How to use absolute discounting when the denominator and the numerator are both zero

156 Views Asked by At

Absolute Discounting Method for Smoothing

Sometimes when we are using Bayes Classifier for classifying text (e.g. a sequence of words), we face a probability which is equal to zero and this makes the probability of the whole sequence zero. In order to solve this problem, many smoothing methods have been proposed and one of them is called "Absolute Discounting".

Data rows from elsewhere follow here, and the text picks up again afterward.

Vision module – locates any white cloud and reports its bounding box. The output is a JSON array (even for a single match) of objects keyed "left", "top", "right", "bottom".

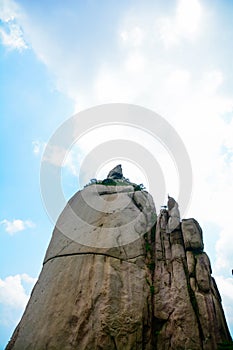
[
  {"left": 0, "top": 0, "right": 27, "bottom": 51},
  {"left": 124, "top": 51, "right": 146, "bottom": 73},
  {"left": 176, "top": 0, "right": 202, "bottom": 35},
  {"left": 1, "top": 219, "right": 35, "bottom": 235},
  {"left": 0, "top": 23, "right": 27, "bottom": 50},
  {"left": 42, "top": 142, "right": 85, "bottom": 179},
  {"left": 215, "top": 227, "right": 233, "bottom": 273},
  {"left": 164, "top": 69, "right": 191, "bottom": 92},
  {"left": 0, "top": 274, "right": 36, "bottom": 310},
  {"left": 215, "top": 276, "right": 233, "bottom": 301},
  {"left": 42, "top": 144, "right": 67, "bottom": 167},
  {"left": 0, "top": 274, "right": 37, "bottom": 328},
  {"left": 215, "top": 275, "right": 233, "bottom": 329},
  {"left": 20, "top": 273, "right": 37, "bottom": 284},
  {"left": 32, "top": 140, "right": 46, "bottom": 156},
  {"left": 201, "top": 70, "right": 224, "bottom": 95},
  {"left": 158, "top": 0, "right": 203, "bottom": 47},
  {"left": 120, "top": 25, "right": 144, "bottom": 47},
  {"left": 63, "top": 148, "right": 81, "bottom": 176},
  {"left": 0, "top": 0, "right": 18, "bottom": 22}
]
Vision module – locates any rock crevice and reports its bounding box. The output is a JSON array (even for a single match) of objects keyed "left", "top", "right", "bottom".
[{"left": 153, "top": 198, "right": 231, "bottom": 349}]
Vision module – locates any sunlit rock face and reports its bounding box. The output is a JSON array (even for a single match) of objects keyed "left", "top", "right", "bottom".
[{"left": 6, "top": 168, "right": 232, "bottom": 350}]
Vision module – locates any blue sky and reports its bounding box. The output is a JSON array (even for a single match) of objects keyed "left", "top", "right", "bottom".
[{"left": 1, "top": 0, "right": 233, "bottom": 348}]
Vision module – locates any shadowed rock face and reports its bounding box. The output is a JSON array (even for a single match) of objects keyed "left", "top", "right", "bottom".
[
  {"left": 6, "top": 174, "right": 232, "bottom": 349},
  {"left": 154, "top": 205, "right": 232, "bottom": 350},
  {"left": 107, "top": 164, "right": 123, "bottom": 179}
]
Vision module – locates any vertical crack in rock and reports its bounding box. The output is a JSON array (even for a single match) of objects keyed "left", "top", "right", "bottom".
[
  {"left": 182, "top": 254, "right": 205, "bottom": 349},
  {"left": 144, "top": 217, "right": 157, "bottom": 349},
  {"left": 153, "top": 197, "right": 232, "bottom": 350}
]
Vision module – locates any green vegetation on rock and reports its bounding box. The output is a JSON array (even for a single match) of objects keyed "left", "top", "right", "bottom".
[
  {"left": 84, "top": 178, "right": 146, "bottom": 190},
  {"left": 217, "top": 341, "right": 233, "bottom": 350}
]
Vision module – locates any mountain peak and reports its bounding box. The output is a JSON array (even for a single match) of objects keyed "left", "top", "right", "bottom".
[{"left": 107, "top": 164, "right": 123, "bottom": 179}]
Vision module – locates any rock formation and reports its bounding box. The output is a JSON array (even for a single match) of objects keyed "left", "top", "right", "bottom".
[
  {"left": 154, "top": 206, "right": 231, "bottom": 349},
  {"left": 6, "top": 167, "right": 232, "bottom": 349},
  {"left": 107, "top": 164, "right": 124, "bottom": 179}
]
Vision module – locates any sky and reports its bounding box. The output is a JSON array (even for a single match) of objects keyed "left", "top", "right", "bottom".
[{"left": 1, "top": 0, "right": 233, "bottom": 347}]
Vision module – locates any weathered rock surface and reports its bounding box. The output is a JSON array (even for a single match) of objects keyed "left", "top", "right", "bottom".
[
  {"left": 6, "top": 174, "right": 232, "bottom": 349},
  {"left": 154, "top": 197, "right": 231, "bottom": 350},
  {"left": 181, "top": 218, "right": 204, "bottom": 251},
  {"left": 8, "top": 255, "right": 151, "bottom": 350},
  {"left": 6, "top": 180, "right": 156, "bottom": 350},
  {"left": 167, "top": 195, "right": 180, "bottom": 233}
]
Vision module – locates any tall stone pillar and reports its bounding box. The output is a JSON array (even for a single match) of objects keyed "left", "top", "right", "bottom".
[{"left": 6, "top": 171, "right": 232, "bottom": 349}]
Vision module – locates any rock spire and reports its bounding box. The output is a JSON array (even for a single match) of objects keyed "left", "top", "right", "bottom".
[{"left": 107, "top": 164, "right": 123, "bottom": 179}]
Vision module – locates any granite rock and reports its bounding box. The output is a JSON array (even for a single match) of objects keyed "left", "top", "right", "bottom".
[
  {"left": 107, "top": 164, "right": 123, "bottom": 180},
  {"left": 181, "top": 218, "right": 204, "bottom": 251},
  {"left": 6, "top": 183, "right": 232, "bottom": 350}
]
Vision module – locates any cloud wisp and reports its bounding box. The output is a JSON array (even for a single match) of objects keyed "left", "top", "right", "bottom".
[
  {"left": 0, "top": 0, "right": 27, "bottom": 51},
  {"left": 0, "top": 274, "right": 37, "bottom": 330},
  {"left": 158, "top": 0, "right": 203, "bottom": 47},
  {"left": 0, "top": 274, "right": 36, "bottom": 309},
  {"left": 0, "top": 219, "right": 35, "bottom": 235}
]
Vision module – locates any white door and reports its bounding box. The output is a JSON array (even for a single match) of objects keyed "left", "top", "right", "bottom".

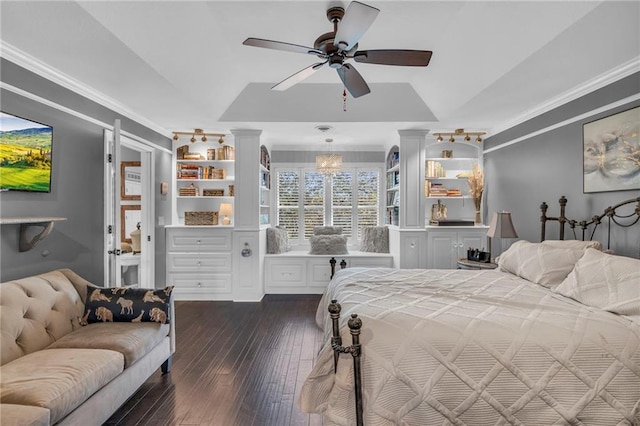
[{"left": 104, "top": 120, "right": 155, "bottom": 288}]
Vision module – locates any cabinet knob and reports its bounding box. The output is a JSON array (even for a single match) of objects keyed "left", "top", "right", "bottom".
[
  {"left": 197, "top": 282, "right": 202, "bottom": 288},
  {"left": 196, "top": 239, "right": 201, "bottom": 244},
  {"left": 196, "top": 261, "right": 201, "bottom": 266}
]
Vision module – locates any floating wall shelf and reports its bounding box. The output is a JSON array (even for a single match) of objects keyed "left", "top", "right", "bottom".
[{"left": 0, "top": 217, "right": 67, "bottom": 252}]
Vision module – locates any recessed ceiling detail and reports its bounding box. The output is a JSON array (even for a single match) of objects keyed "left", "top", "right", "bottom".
[{"left": 219, "top": 83, "right": 437, "bottom": 123}]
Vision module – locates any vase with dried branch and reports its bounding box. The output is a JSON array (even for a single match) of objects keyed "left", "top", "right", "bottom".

The idea of the absolute discounting method for smoothing comes from the tax system. It says that we should take some money from the ones who are rich and somehow distribute that money between the poor people. In the case of probabilities, the rich people are the probabilities which are not equal to zero, and the other probabilities are like poor individuals.

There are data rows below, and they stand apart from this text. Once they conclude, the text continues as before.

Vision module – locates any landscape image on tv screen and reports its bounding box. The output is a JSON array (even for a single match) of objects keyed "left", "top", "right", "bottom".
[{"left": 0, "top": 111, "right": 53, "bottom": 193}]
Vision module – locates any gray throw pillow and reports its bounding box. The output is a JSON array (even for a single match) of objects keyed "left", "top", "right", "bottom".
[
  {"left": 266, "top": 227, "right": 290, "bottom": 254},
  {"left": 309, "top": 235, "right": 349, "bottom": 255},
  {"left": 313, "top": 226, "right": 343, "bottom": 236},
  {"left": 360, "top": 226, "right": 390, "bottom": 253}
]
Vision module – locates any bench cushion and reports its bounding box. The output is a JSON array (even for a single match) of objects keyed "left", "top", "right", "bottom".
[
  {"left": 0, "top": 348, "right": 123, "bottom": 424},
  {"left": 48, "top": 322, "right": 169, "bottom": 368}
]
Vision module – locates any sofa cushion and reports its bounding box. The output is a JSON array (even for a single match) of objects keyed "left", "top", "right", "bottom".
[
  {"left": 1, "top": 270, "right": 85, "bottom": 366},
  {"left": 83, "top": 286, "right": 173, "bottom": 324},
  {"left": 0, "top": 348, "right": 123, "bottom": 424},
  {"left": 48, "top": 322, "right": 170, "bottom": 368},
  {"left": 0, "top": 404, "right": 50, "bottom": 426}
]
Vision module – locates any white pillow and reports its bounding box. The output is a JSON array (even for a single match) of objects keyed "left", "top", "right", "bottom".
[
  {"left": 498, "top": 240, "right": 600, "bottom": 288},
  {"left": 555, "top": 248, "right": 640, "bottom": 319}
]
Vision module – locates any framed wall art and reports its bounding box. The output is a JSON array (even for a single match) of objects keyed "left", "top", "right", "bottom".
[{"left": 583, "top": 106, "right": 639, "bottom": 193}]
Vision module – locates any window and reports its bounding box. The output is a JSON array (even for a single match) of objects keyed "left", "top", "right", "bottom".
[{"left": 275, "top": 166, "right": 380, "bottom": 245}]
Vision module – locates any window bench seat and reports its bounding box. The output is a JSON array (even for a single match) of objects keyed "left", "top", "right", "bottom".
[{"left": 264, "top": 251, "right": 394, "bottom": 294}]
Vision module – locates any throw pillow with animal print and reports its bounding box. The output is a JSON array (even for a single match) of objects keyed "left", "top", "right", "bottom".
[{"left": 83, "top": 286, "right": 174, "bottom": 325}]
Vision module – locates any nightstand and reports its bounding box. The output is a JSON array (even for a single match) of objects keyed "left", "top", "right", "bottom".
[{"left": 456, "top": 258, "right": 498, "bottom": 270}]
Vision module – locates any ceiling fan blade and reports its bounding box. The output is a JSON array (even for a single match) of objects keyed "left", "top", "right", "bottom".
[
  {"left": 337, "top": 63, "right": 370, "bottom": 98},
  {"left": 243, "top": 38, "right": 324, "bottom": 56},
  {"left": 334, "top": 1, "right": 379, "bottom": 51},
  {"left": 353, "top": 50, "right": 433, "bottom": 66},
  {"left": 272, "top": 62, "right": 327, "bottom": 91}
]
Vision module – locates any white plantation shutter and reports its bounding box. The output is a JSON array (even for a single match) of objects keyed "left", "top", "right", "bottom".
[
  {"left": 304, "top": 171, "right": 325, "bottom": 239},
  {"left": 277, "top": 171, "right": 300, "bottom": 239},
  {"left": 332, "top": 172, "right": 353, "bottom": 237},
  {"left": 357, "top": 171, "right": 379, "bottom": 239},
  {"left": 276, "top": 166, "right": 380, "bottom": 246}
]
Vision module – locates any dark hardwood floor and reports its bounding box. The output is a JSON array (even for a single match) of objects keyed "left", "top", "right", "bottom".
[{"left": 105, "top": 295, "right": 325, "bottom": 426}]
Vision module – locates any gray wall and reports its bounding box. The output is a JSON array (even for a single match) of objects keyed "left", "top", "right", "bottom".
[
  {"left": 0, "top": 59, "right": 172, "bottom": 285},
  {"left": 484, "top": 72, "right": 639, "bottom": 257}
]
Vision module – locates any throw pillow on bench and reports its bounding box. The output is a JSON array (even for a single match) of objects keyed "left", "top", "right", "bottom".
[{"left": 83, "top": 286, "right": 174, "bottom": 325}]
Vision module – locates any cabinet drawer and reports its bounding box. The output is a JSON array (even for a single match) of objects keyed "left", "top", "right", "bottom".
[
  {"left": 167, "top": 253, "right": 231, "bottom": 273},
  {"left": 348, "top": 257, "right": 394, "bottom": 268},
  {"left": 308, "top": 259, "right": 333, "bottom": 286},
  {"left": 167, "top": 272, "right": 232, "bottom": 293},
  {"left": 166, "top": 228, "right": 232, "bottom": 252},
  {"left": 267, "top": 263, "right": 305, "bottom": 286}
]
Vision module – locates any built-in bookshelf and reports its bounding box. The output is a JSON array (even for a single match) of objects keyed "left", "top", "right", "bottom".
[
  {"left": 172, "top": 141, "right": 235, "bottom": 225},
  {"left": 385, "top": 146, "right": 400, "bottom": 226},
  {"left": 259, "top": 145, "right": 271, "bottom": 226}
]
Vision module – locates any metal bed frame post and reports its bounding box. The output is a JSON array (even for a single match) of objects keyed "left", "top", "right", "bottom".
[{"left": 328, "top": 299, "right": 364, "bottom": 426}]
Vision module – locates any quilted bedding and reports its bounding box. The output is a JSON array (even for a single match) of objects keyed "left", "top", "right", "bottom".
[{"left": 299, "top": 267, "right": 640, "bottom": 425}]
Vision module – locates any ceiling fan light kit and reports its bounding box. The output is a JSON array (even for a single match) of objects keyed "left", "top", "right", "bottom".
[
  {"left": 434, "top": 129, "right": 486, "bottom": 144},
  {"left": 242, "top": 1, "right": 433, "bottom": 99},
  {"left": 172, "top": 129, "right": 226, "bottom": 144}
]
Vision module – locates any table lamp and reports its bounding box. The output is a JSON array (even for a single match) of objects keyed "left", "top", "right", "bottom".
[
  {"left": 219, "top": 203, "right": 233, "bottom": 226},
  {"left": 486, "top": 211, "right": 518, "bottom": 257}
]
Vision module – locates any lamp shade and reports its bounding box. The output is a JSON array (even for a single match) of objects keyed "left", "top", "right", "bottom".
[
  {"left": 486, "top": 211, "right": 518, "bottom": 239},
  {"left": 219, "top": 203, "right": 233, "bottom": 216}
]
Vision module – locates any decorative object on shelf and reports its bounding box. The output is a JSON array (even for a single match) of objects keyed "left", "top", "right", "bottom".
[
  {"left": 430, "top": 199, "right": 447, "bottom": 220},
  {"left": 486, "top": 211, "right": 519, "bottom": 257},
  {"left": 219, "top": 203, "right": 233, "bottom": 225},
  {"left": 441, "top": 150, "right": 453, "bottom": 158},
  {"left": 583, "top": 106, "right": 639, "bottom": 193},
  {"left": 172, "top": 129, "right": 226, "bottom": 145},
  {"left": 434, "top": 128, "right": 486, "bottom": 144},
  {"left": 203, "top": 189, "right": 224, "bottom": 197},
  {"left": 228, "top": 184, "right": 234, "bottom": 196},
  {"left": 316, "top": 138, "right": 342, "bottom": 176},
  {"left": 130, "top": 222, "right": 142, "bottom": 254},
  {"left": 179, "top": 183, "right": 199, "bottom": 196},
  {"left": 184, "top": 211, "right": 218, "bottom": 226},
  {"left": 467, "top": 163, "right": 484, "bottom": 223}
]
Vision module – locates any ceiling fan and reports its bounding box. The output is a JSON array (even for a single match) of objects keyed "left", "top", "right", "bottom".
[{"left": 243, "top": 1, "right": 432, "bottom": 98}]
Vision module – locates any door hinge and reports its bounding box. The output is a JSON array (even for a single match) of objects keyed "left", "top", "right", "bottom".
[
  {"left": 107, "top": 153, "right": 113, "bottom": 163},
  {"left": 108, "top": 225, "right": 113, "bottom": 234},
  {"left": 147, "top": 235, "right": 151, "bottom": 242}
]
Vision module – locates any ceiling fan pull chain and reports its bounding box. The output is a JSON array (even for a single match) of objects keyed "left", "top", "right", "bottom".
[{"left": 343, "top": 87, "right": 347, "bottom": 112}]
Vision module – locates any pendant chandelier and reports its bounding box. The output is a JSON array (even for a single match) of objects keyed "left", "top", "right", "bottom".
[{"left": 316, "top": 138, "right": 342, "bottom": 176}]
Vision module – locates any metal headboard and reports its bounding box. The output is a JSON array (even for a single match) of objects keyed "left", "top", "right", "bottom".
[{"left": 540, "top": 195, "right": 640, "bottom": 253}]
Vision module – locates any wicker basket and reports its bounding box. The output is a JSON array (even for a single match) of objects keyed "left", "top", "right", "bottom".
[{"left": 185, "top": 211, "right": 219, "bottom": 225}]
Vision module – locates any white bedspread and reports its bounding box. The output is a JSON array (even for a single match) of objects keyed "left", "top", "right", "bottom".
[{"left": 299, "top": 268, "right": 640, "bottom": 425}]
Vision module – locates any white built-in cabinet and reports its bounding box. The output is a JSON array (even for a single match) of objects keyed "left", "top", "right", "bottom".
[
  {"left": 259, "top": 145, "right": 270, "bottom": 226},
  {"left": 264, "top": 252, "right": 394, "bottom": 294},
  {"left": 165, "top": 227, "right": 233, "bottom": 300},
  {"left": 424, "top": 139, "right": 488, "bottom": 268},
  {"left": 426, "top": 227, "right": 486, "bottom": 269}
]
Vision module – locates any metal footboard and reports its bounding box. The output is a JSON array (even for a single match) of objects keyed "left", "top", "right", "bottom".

Classifying text data using Bayes Classifier

This is the original formula for the bigram model when a sequence like $w_1,w_2,\dots,w_n$ is given and we want to find to the probability that this headline belongs to category $c$:

$P(w_1,w_2,\dots,w_n|c)=\Pi_{i=1}^{n}\frac{P(w_{i-1},w_i|c)}{P(w_{i-1}|c)}$

Now, according to the absolute discounting method, if we have $B$ rich probabilities, then we use the below formula instead of the previous one:

$P(w_1,w_2,\dots,w_n|c)=\Pi_{i=1}^{n}\frac{max(P(w_{i-1},w_i|c)-\delta,0)}{P(w_{i-1}|c)}+\frac{\delta*B}{P(w_{i-1}|c)}*P_{BG}$

Note 1: In the second formula, $P_{BG}$ is a background probability that we can define. For example, one possible $P_{BG}$ is defined as $P(w_i|c)$.

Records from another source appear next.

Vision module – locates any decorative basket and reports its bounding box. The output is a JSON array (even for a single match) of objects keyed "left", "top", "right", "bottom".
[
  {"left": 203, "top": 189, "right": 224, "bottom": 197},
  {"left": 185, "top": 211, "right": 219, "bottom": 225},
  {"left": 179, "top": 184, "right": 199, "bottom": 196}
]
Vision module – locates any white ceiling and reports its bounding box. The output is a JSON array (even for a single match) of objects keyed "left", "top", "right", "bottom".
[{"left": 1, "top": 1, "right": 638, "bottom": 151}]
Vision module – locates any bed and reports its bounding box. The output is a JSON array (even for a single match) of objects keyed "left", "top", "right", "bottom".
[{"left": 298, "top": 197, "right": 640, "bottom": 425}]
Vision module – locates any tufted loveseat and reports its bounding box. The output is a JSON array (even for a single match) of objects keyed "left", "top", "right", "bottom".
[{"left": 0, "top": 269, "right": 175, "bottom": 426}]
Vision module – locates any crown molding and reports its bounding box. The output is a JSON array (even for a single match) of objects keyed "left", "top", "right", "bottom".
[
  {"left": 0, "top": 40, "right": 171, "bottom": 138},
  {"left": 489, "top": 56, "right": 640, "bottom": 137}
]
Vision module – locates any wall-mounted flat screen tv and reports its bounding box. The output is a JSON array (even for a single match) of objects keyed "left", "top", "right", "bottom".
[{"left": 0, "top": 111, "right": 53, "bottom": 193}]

Note 2: For more information about this method, visit this page.


The problem:

As you know, $P(w_{i-1}|c)$ is equal to "the number of documents which belong to category $c$" divided by "the number of times that $w_{i-1}$ has appeared in the documents related to category $c$". This probability can be zero. In this case, $P(w_{i-1},w_i|c)$ becomes zero as well. So, we are not just facing a zero probability. Instead, we are facing a probability which is terribly worse. $\frac{0}{0}$. What should we do in this situation? Should we use another background probability? Should we just consider the $\frac{0}{0}$ as zero and announce that the probability of the whole sequence is zero as well?